Le conminaron para que desalojara su vivienda, una modesta barraca de una planta declarada en ruinas en medio de una zona de expansión urbanística, pero se negaba siempre en rotundo. Tuvieron que recurrir a la fuerza, pero se atrincheró con su vieja escopeta y nadie se atrevió a acercarse... Reporteros y redactores se interesaron por su actitud que duró cuarenta y ocho horas. Gracias a los buenos oficios y promesas del teniente de alcalde depuso su actitud. Le prometieron firmemente otra vivienda, nueva y de módico alquiler, y es por ello que se decidió a salir de su atrincheramiento y entregar la escopeta. Por desgracia, el nuevo piso estaba muy lejos y tenían que gastar mucho dinero en transportes tanto él como los suyos. Además, le multaron por no tener licencia de armas y por alboroto público. Quiso protestar pero le tildaron de loco y en las redacciones de los periódicos que se habían ocupado de su encierrro, esta vez no le prestaron atención alguna. Desesperado, volvió a atrincherarse de nuevo, esta vez sin arma alguna. Lo liquidaron en breves minutos con una ráfaga de metralleta, sin contemplaciones.
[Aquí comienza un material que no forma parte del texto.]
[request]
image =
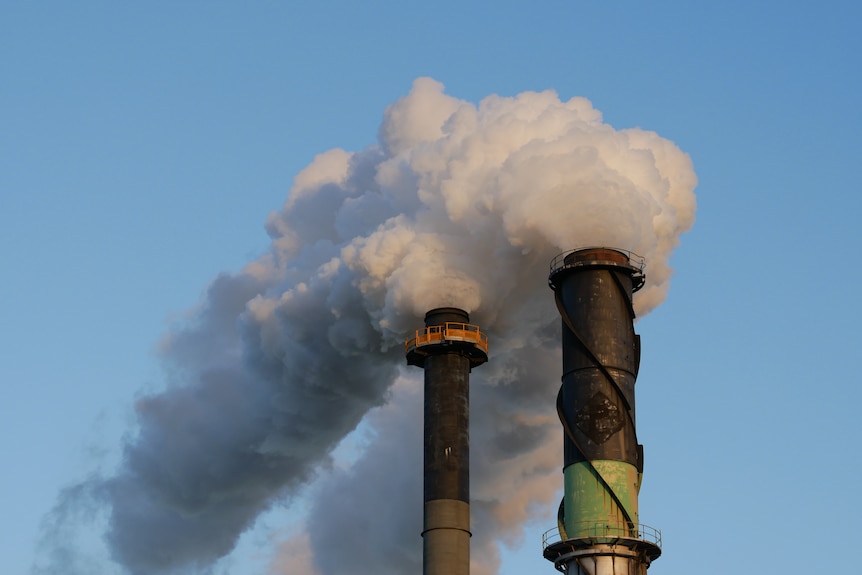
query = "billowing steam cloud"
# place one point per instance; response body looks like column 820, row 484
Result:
column 457, row 205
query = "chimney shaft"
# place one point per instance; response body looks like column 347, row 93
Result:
column 598, row 529
column 447, row 349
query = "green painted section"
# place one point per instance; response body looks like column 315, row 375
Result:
column 589, row 508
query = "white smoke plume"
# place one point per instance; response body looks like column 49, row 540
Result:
column 456, row 205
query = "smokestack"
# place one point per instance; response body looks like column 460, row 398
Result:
column 598, row 530
column 447, row 348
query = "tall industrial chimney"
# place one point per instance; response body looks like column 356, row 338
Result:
column 447, row 348
column 598, row 530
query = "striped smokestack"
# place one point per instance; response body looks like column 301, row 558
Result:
column 447, row 348
column 598, row 531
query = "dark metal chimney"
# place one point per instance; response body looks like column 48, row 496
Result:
column 447, row 348
column 598, row 530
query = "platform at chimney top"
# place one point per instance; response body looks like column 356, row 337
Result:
column 451, row 337
column 602, row 257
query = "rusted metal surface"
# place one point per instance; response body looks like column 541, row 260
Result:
column 602, row 459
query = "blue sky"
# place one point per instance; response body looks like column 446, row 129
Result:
column 142, row 148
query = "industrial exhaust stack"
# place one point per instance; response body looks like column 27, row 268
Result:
column 598, row 530
column 447, row 348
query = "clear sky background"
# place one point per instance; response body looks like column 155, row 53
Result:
column 142, row 147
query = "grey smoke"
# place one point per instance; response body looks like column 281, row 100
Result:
column 456, row 205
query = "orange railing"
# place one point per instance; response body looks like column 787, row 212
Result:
column 450, row 331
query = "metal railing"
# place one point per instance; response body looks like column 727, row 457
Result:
column 601, row 532
column 559, row 262
column 450, row 331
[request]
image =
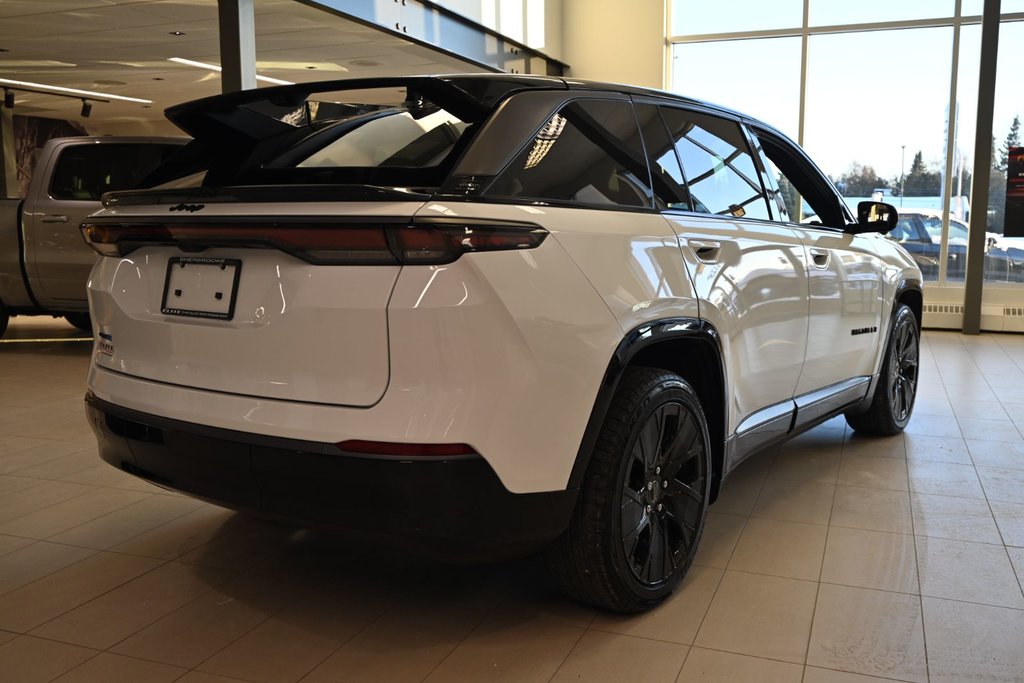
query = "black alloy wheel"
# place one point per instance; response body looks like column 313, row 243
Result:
column 663, row 494
column 892, row 402
column 904, row 355
column 644, row 498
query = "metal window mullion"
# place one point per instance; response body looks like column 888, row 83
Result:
column 982, row 169
column 947, row 184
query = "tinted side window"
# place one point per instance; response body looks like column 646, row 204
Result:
column 719, row 169
column 666, row 173
column 589, row 153
column 86, row 171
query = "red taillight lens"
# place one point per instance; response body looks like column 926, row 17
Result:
column 408, row 450
column 425, row 243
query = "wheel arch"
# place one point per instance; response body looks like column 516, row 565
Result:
column 689, row 347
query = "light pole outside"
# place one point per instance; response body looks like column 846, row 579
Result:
column 902, row 165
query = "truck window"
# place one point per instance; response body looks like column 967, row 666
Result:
column 84, row 172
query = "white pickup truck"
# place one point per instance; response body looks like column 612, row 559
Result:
column 44, row 263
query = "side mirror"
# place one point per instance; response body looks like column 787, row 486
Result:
column 875, row 217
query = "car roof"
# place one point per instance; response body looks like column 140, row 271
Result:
column 471, row 96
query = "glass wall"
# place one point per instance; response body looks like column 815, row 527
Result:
column 888, row 109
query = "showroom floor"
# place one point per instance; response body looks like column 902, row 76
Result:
column 890, row 557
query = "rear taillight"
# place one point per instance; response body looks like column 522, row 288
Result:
column 424, row 243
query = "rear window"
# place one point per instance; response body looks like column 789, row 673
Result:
column 84, row 172
column 391, row 137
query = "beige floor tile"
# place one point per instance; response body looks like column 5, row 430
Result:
column 35, row 561
column 989, row 430
column 872, row 509
column 28, row 659
column 996, row 454
column 868, row 632
column 870, row 472
column 760, row 615
column 243, row 547
column 202, row 677
column 1017, row 559
column 944, row 479
column 868, row 444
column 780, row 549
column 83, row 458
column 933, row 425
column 740, row 488
column 108, row 620
column 40, row 495
column 937, row 449
column 951, row 517
column 61, row 516
column 807, row 465
column 979, row 410
column 36, row 603
column 704, row 666
column 1010, row 518
column 787, row 500
column 121, row 525
column 817, row 675
column 174, row 539
column 107, row 668
column 611, row 657
column 720, row 537
column 1001, row 484
column 9, row 544
column 43, row 451
column 933, row 404
column 969, row 642
column 292, row 643
column 208, row 624
column 419, row 632
column 511, row 645
column 870, row 559
column 676, row 620
column 968, row 571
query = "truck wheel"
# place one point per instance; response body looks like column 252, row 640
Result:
column 80, row 321
column 644, row 498
column 893, row 400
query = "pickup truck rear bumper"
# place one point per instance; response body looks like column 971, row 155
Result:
column 455, row 510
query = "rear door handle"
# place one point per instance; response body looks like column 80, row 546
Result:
column 706, row 250
column 819, row 257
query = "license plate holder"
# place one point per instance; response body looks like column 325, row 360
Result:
column 201, row 287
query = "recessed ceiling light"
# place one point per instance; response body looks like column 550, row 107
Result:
column 42, row 87
column 203, row 65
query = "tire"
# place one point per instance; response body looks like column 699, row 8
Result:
column 644, row 498
column 80, row 321
column 892, row 403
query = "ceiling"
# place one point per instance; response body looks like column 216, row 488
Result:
column 122, row 47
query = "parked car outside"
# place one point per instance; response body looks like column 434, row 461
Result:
column 485, row 315
column 920, row 231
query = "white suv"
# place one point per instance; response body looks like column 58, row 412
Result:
column 486, row 314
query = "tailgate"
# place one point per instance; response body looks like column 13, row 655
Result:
column 245, row 318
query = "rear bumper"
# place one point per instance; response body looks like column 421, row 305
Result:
column 453, row 509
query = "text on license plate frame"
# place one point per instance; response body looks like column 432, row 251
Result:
column 176, row 267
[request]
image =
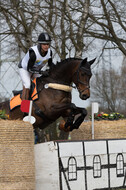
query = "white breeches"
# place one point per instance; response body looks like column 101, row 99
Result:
column 26, row 77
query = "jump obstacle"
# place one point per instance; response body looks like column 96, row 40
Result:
column 61, row 165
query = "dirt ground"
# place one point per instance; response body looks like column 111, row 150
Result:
column 102, row 130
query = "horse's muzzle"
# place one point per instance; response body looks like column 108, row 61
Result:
column 84, row 96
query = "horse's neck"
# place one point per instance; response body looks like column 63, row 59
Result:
column 65, row 73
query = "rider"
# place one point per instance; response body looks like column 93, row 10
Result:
column 35, row 63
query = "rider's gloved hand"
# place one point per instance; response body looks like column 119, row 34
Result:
column 44, row 73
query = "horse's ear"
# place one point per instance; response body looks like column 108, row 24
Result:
column 84, row 62
column 92, row 61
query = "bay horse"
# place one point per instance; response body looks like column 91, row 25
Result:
column 54, row 103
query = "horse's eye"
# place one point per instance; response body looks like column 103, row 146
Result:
column 82, row 74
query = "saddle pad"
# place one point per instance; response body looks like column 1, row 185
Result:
column 16, row 100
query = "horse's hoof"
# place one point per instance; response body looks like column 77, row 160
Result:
column 62, row 126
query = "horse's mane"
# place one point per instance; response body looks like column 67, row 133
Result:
column 63, row 62
column 67, row 60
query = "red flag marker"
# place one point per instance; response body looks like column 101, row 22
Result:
column 25, row 105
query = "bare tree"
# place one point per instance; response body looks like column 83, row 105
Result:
column 106, row 89
column 108, row 22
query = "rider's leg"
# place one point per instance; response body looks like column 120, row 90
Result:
column 26, row 80
column 25, row 94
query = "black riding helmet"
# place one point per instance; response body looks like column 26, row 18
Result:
column 44, row 38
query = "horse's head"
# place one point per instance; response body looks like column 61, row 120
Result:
column 83, row 78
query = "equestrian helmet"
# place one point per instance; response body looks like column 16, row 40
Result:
column 44, row 38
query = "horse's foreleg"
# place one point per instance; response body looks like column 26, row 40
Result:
column 71, row 124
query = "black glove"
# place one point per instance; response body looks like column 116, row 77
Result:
column 34, row 71
column 44, row 73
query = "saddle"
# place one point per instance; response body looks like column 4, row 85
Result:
column 16, row 100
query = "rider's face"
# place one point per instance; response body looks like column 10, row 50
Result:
column 45, row 47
Un compañero de oficina, guiñándole un ojo, le regaló una caja de cerillas (de las “de propaganda”). Decía su inscripción: “Elizabeth, masajista y manicura”... y un número de teléfono. La llamada tenía el sabor de la aventura. Una voz femenina, cálida, le informó del horario de los servicios. Advirtió a su mujer que llegaría tarde a casa y se presentó en la dirección que le dieron. “Masajista o manicura”, le preguntó una agraciada señorita en el solitario hall de recepción. Eligió lo primero, por mera intuición. Una oronda matrona, de aspecto nórdico, fuerte y enérgica le atendió. Le hizo desnudarse casi por completo. Superado el bochorno, se sometió a sus masajes. Fue algo horrible. Cuando la buena señora hubo terminado se sentía totalmente defraudado. Esperaba otra cosa. En el hall pagó y preguntó por los servicios de manicura. La señorita le indicó que bajara a la calle y que en la peluquería de la esquina le atendería una señorita. Confuso y abochornado se fue sin decir “adiós”..
Se conocieron en onda corta. En los primeros contactos se intercambiaron los saludos y frases de rigor, hablaron del tiempo y de la capacidad de sus respectivos receptores. Pasaron los meses y se tomaron algunas confianzas a través de las ondas. Dejaron de identificarse en clave y se llamaban por sus nombres de pila. Vivían a más de mil kilómetros de distancia, pero terminaron enamorándose apasionadamente uno del otro. Hablaban incansablemente, se excitaban con sus propias palabras y terminaban desvistiéndose. Hablaban desnudos ante los receptores. Al cabo de dos años de relaciones etéreas, decidieron conocerse personalmente. Era inevitable e insoslayable. Concertaron la cita en un punto equidistante. Tomarían sendos trenes. Fijaron día y hora sin gran convicción. El hombre no había tenido jamás el valor necesario para confesarle que era ciego, y ella, de haberlo sabido, quizá habría tomado el tren. Era tuerta, pero él hubiese permanecido en su ignorancia. De todos modos, el ciego desistió y no tomó el tren.
Padre de familia, con mujer y cuatro hijos, casado desde hacía veinte años, llegó una noche a casa excitado. Su mujer se percató de su estado pero, intuitiva, se calló. Aguardó a que los niños se hubieran acostado. Él, entonces, le mostró un librito que le había prestado un compañero de oficina. Un libro danés, por supuesto. Descubría todo un mundo... inédito para ellos. La mujer, escéptica, no participaba de su entusiasmo. “No estamos ya para esas «cosas»...”, alegó por toda excusa. El marido antes de acostarse, en pijama, probó a tocar el suelo con la punta de los dedos. A la cuarta tentativa lo consiguió con cierto dolor en las rodillas. “Mira, mira...”, le dijo a su mujer, pero ésta roncaba ya apaciblemente.